Enjoy the rainbow bridge, Maj. My life was so much more enriched since you came into it, and it's dimmed considerably since you left.

Saturday, March 20, 2010

Oh, dear.....

So, it's been awhile since I last posted...almost a year. Many changes! First, Roomie and I are getting married! I am running a second blog about my adventures in wedding planning and my opinions on the whole process (turns out I am QUITE opinionated on the topic).

Let's see, we adopted a dog! River is a german shepherd mix who is about eight years old. When we would go to Petsmart for kitty food and litter, she was always there on the adoption days looking miserable and alone. I finally couldn't take it anymore and insisted she come home with us. We wound up picking her up a couple of weeks later due to our schedules and both of us swear that she knew she was going home with us. She came tearing around the corner with the vet tech and went straight to us. She knew who we were and we had only spent about ten minutes with her previously. She gets separation anxiety if she can't see me after 10 minutes or so.

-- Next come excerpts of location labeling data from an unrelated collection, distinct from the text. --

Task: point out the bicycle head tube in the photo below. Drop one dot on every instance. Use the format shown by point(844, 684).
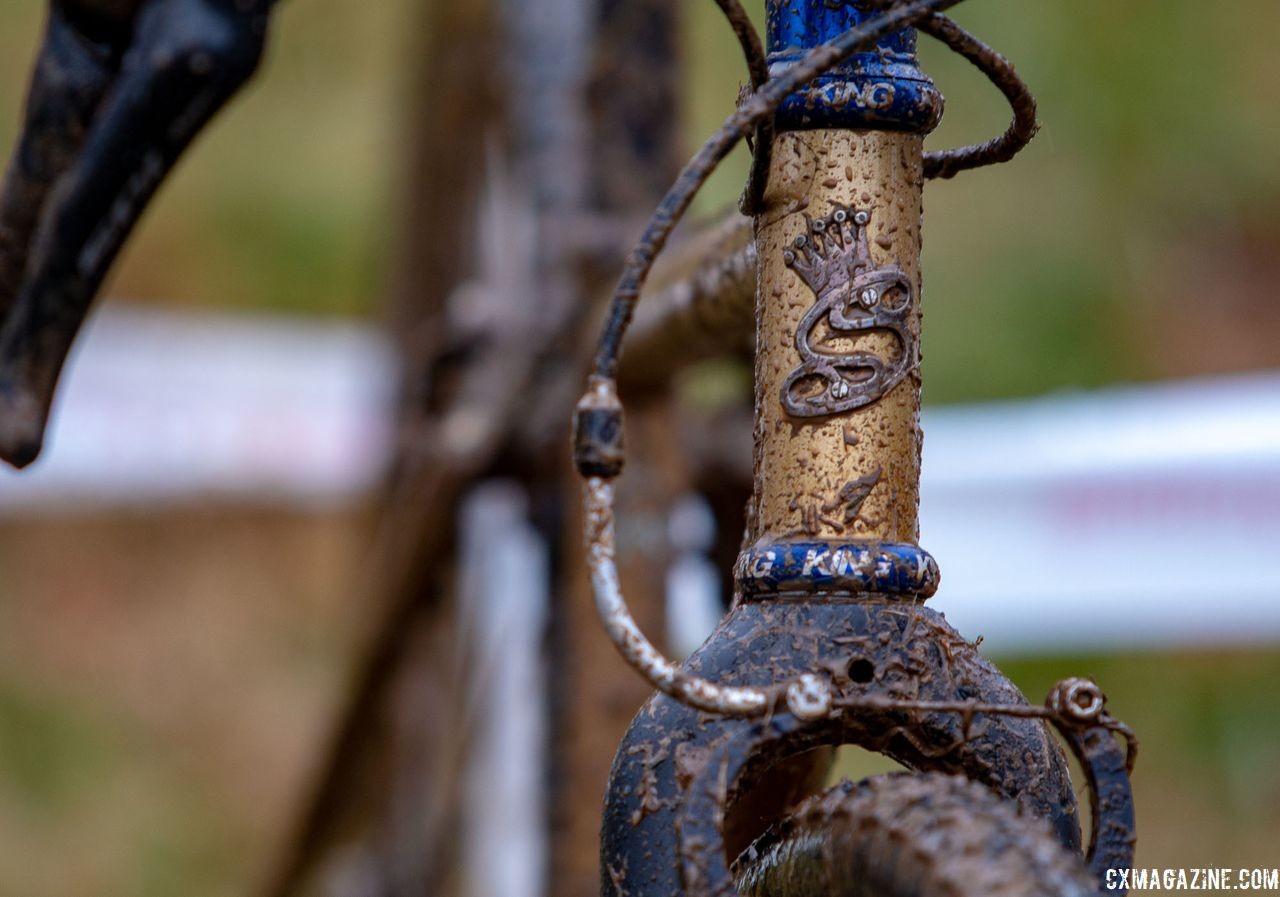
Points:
point(828, 640)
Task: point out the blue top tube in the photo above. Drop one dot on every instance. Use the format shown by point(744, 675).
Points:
point(882, 90)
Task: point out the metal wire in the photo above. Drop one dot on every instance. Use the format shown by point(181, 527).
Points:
point(1001, 73)
point(757, 108)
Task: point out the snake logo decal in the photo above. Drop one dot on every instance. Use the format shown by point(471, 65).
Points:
point(854, 296)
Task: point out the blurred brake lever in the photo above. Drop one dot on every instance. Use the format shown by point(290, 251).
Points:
point(119, 91)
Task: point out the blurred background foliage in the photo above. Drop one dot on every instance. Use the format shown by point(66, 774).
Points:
point(163, 682)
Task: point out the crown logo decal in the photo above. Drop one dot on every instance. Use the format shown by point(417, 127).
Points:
point(853, 296)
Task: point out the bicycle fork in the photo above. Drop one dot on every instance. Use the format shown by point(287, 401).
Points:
point(831, 581)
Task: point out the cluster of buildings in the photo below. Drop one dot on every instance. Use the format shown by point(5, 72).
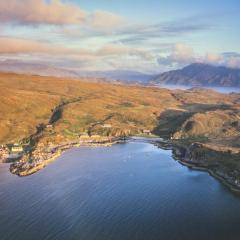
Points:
point(7, 152)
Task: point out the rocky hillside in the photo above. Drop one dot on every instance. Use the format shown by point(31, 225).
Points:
point(198, 74)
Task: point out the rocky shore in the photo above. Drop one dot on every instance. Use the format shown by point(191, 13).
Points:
point(41, 157)
point(202, 157)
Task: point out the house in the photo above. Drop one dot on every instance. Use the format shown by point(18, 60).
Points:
point(107, 125)
point(16, 148)
point(147, 132)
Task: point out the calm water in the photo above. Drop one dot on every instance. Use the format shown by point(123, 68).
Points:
point(126, 192)
point(217, 89)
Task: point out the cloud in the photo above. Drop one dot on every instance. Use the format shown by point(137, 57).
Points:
point(40, 12)
point(55, 12)
point(140, 33)
point(24, 46)
point(183, 54)
point(105, 20)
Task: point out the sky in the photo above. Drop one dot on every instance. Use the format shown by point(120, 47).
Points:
point(98, 35)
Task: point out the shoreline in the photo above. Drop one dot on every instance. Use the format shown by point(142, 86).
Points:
point(197, 166)
point(23, 169)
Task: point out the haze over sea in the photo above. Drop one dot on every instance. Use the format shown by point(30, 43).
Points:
point(128, 191)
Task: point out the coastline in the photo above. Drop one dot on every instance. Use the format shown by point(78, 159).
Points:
point(179, 155)
point(23, 169)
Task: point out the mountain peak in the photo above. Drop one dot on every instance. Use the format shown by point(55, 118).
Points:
point(201, 74)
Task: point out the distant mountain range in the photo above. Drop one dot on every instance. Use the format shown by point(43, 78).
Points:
point(199, 74)
point(121, 76)
point(116, 76)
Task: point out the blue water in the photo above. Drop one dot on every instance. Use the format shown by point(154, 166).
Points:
point(217, 89)
point(132, 191)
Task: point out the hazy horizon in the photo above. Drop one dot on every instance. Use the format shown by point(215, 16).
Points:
point(149, 37)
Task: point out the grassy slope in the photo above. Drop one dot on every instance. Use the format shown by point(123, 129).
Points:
point(27, 101)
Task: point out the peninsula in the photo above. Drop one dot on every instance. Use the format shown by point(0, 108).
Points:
point(43, 116)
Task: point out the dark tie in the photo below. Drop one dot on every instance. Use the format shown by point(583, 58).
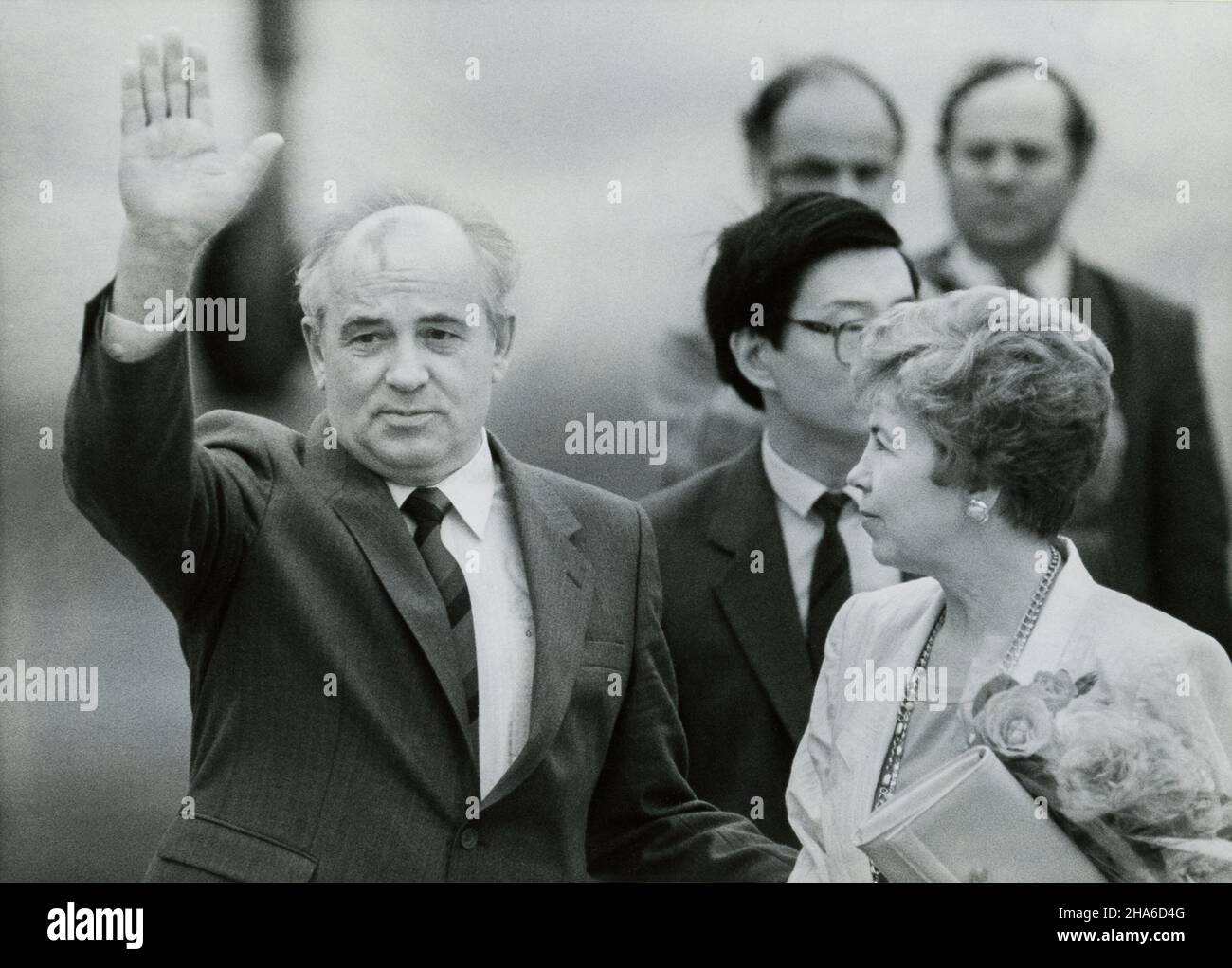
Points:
point(426, 507)
point(1017, 280)
point(830, 585)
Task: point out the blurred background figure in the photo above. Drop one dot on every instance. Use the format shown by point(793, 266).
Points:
point(759, 553)
point(1015, 142)
point(822, 125)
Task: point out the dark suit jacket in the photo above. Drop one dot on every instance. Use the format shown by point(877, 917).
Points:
point(1166, 527)
point(304, 569)
point(743, 673)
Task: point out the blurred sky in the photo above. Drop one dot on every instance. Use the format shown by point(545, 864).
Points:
point(571, 95)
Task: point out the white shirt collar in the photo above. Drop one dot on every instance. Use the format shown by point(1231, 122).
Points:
point(792, 486)
point(1047, 278)
point(469, 488)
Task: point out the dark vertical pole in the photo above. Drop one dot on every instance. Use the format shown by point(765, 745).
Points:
point(254, 257)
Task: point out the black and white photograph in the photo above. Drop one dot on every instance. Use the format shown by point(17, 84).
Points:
point(617, 440)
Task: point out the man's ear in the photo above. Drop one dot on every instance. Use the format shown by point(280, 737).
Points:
point(988, 495)
point(503, 333)
point(312, 338)
point(750, 348)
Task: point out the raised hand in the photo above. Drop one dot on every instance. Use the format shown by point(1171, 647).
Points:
point(176, 188)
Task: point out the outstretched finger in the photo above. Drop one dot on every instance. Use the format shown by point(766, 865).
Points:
point(152, 82)
point(198, 85)
point(134, 118)
point(259, 155)
point(172, 74)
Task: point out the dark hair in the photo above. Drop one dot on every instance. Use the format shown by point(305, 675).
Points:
point(763, 259)
point(1079, 128)
point(758, 119)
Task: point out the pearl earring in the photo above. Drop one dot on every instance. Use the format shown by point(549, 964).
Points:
point(977, 511)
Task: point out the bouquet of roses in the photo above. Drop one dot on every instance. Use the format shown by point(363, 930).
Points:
point(1119, 770)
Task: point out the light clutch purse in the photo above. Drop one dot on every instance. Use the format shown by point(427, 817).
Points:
point(969, 820)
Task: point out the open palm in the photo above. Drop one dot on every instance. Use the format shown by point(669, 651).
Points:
point(177, 190)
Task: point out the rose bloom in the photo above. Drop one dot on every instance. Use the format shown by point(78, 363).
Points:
point(1195, 867)
point(1104, 763)
point(1015, 722)
point(1058, 688)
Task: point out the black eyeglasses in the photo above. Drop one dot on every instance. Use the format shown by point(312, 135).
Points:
point(846, 337)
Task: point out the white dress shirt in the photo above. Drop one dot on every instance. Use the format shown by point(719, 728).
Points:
point(1048, 278)
point(480, 533)
point(802, 530)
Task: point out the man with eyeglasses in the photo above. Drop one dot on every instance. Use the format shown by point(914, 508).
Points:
point(758, 554)
point(821, 125)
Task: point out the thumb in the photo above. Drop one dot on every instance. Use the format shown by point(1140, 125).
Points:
point(259, 155)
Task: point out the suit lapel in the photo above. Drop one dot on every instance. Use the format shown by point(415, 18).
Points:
point(365, 505)
point(760, 607)
point(561, 582)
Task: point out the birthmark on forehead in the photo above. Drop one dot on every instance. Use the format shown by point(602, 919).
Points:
point(374, 285)
point(376, 237)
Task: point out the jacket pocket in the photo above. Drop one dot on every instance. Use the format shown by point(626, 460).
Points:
point(216, 848)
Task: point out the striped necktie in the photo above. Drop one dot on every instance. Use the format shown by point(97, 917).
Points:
point(830, 585)
point(426, 507)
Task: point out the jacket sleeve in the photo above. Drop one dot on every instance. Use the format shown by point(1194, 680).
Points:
point(645, 823)
point(180, 512)
point(1190, 520)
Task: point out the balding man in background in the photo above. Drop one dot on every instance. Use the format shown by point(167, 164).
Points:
point(822, 125)
point(1014, 147)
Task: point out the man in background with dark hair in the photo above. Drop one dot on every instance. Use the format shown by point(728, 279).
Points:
point(822, 125)
point(759, 553)
point(1014, 146)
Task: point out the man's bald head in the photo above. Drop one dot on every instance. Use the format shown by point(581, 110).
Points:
point(406, 232)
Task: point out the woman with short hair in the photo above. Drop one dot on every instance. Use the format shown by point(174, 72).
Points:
point(984, 426)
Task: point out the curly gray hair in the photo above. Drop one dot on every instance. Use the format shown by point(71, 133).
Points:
point(1019, 407)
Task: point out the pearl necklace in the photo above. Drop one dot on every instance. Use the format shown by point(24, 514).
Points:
point(895, 754)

A semi-feral cat has moved in as well. Her name is Charlotte and we think she almost drowned in the creek out back during one of the big storms over the winter. She is flat out adorable but housebreaking a grown cat is a challenge! Think kitty litter box filled with nothing but dirt...

I have been reviewing my life and the changes I want to make in it. Nothing big or dramatic, but changes nonetheless. I was talking to my sister the other day and said something about how life is not working out how I had planned for it too, and she said how she had never planned hers. I promptly fired back that she also wasn't the one that dated the Young Republican in high school; she dated the football players.

Essentially it boils down to me wanting a more refined and gracious life. I want a life that is well-ordered and orderly. I would like to drive a nice car, one that will last a good long time. One that shouts solidity. I want nicer furniture. I want a nice savings account and emergency account and not have to worry about what will happen if an emergency arises. I don't want to live above my means; I'm not interested in keeping up with the Joneses. I don't want a McMansion - I'm far more interested in making sure that there's enough land to buffer us from the neighbors.

And my first challenge? Planning a wedding that isn't outrageous, doesn't cost the earth, but is still very elegant and nice with enough unique features that will have people oohing and murmuring to each other how clever this or that was. And yet, can't be a cookie-cutter wedding with that horrible chicken plate.